Enfin et surtout, une des limites à la performativité du contrat pour l’école tient au fait que le dit contrat n’engage pas (ou si peu) les acteurs qui font effectivement la classe, l’école et le système scolaire : les enseignants, les directions et les P.O., les familles et les élèves... Ce sont pourtant leurs stratégies croisées et cumulées, rationnelles en fonction du système de contrainte de chacun (faire classe, « tenir la réputation de l’école », assurer l’avenir de ses enfants, trouver du sens à ce que l’on fait à l’école...) qui induisent les constats d’inégalité, de ségrégation, de « malaise » au fondement du contrat pour l’école. À défaut d’agir sur ces règles formelles et surtout informelles du jeu, celui-ci ne peut que se perpétuer.

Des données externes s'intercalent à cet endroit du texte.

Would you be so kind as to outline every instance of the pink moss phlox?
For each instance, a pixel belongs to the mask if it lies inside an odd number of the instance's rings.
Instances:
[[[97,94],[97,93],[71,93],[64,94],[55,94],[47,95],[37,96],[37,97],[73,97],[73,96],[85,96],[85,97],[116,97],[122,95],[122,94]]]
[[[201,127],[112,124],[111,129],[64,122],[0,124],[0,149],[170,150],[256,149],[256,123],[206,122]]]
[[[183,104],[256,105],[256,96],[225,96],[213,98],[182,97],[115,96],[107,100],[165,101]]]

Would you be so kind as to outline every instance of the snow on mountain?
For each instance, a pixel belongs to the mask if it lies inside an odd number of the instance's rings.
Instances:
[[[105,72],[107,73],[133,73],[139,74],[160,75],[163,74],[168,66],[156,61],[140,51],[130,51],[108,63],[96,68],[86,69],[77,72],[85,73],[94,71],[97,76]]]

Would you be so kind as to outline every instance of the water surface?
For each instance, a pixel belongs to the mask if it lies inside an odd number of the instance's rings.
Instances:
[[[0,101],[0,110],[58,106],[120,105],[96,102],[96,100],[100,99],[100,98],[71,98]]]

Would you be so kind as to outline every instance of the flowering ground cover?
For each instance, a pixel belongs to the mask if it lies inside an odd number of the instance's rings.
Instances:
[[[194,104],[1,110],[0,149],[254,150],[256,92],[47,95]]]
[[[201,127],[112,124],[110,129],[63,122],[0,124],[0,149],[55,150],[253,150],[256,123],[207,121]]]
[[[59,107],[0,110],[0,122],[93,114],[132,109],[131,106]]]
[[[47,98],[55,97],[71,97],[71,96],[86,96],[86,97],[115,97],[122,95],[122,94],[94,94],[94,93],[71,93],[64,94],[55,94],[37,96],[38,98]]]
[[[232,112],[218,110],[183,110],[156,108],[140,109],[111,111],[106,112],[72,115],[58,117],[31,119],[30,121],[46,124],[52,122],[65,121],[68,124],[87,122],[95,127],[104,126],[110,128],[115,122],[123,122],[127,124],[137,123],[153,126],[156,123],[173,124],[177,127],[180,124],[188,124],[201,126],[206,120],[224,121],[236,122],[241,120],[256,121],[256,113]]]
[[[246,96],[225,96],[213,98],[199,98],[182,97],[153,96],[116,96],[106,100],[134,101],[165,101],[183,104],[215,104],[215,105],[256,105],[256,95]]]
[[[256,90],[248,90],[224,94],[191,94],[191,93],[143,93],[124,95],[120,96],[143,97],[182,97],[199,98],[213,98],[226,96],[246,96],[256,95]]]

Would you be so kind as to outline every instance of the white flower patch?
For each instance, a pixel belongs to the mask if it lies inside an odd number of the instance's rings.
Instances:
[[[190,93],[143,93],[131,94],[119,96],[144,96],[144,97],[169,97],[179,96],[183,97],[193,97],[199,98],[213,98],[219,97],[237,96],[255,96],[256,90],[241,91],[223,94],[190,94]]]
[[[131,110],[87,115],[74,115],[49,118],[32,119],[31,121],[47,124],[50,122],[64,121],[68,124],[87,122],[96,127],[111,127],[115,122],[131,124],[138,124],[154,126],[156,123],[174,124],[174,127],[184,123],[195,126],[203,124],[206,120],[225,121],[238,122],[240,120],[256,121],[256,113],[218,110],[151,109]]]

On en connaît l’issue : jeu libre pour les uns, jeu empêché ou hors-jeu pour d’autres.

Abraham Franssen

notes:

[1Sociologue, Centre d’études sociologiques des Facultés universitaires Saint-Louis.

[2On se souvient des admonestations du Ministre Hazette qui avait enjoint aux chercheurs de retirer cette expression « ludique » du rapport de la consultation des enseignants du secondaire.

[3Peut-être même faut-il voir dans la « barbarie douce » de cette nouvelle gouvernance une forme de violence institutionnelle ressentie sourdement et qui suscite en retour des formes de violence verbale dont la Ministre n’a pas été épargnée au cours des soirées-débats.